This school year every student in more than 1,000 Louisiana schools – including almost all of the highest-poverty schools in the state – will walk into the lunchroom knowing that there is a hot, nutritious meal waiting for them regardless of their family’s financial circumstances. That’s because a record number of Louisiana schools are participating in a federal program that allows some schools or districts with high levels of students qualifying for free or reduced-price lunch to feed all of their students without charging them for meals.
New data from the Louisiana Department of Education shows that more than 90 percent of eligible schools – enrolling 479,000 students – are taking advantage of the Community Eligibility Provision (CEP) of federal law.1 Nationally, only 55 percent of eligible schools were participating in the program as of the 2016-17 school year.2
This enrollment landmark comes after outreach efforts led by the Governor’s Children’s Cabinet, the National Governors Association and Share Our Strength, along with school district superintendents, principals and nutritionists.
The number of participating schools has tripled since 2014-15, when the program first became available in Louisiana. Since the 2017-18 school year alone, increased school participation has led to 15,500 additional children being served free and healthy meals each day.
This is a big deal in a state where two-thirds of all public school students qualify as economically disadvantaged. Due to Louisiana’s extraordinarily high child poverty rate (28 percent of the state’s children lived below the federal poverty line in 2017—roughly 310,000 kids)3 many schools in the state qualify for CEP funding.
Schools are eligible for CEP when 40 percent of their students are directly identified as eligible for free lunch through their participation in another public assistance program or because they are homeless or in foster care.4 The state Department of Education estimates that 1,093 schools—roughly 60 percent of all Louisiana K-12 schools, public and private—met the Community Eligibility threshold in the 2018-19 school year.
Federal law allows districts to group schools together to maximize CEP participation. Using this option, districts can link schools near the eligibility threshold with schools well over the threshold, ensuring that the greatest number of students can receive free meals through the CEP program.
The majority of Louisiana students that would qualify for free or reduced lunch based on their family’s income or participation in other public assistance programs already attend CEP schools. By “grouping” schools to maximize enrollment, districts are able to extend community eligibility to cover even more students while easing the paperwork burden on schools and families.

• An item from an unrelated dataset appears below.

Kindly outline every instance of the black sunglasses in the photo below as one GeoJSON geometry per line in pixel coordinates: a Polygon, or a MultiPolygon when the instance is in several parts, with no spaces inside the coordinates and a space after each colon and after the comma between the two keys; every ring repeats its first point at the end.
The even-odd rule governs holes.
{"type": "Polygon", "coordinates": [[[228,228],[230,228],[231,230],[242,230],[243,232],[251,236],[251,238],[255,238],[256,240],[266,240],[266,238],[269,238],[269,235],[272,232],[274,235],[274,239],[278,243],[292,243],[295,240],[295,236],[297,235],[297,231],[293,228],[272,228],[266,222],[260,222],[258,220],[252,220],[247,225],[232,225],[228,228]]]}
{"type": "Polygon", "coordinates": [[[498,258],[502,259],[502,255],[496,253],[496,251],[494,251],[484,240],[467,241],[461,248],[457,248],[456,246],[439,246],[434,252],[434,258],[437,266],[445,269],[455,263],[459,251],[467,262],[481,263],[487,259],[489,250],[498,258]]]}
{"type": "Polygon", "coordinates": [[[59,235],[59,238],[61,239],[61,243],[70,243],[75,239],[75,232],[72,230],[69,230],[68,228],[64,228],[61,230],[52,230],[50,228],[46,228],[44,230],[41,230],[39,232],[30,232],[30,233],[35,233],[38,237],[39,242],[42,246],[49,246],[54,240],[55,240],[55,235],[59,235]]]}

Community eligibility not only offers broader access to school meals, it also lessens the social stigma of poverty. Giving every student equal access to the same school meals means those meals are not perceived as being “only for the poor kids.” Too often, school lunch participation separates students whose families have limited means from students from wealthier families. When schools with a minority of students eligible for free and reduced lunch adopt the community eligibility provision, the lunchrooms in those schools become less divided by wealth and all of the schools’ families benefit from easier access to healthy meals.
Community eligibility also helps insulate students from sudden changes in their family’s economic fortunes. Many parents are unaware that they can register their children for free and reduced lunch at any point in the school year. When a family faces job loss or other financial calamity, children in non-CEP schools often accrue debt for unpaid school meals even though their family’s income would qualify them for free or reduced-price lunch. Community eligibility, however, eliminates the need for families to report their financial status at the beginning of the school year or disclose mid-year changes in their income. As a result, parents whose kids attend CEP schools can be sure that even when their family’s income takes a hit during the school year, their children will continue to eat healthy, balanced meals in school.
The reduced reporting burden under CEP also frees school nutritionists from substantial paperwork requirements. Since all students’ meals are covered under community eligibility, school food-service workers are not required to categorize every meal served as either free, reduced price, or full price, nor do they have to maintain records of individual family eligibility. Instead, they can focus on their core job: preparing meals that ensure that all members of the school community have the nutrition they need to fuel their educations and lead active, healthy lives.
While Louisiana has been successful overall in encouraging CEP participation, there are still a few holdouts. None of the three eligible schools in Jackson Parish or the 14 eligible schools in St. Tammany Parish – including seven St. Tammany schools with greater than 50 percent of students eligible for free or reduced lunch – have enrolled in the program. In Jefferson Parish, all elementary schools are participating but nearly all middle schools and high schools are excluded.
Overall, Louisiana can boast a substantially more generous and equitable lunch program in schools with the greatest need than it offered five years ago, to the benefit of all its students.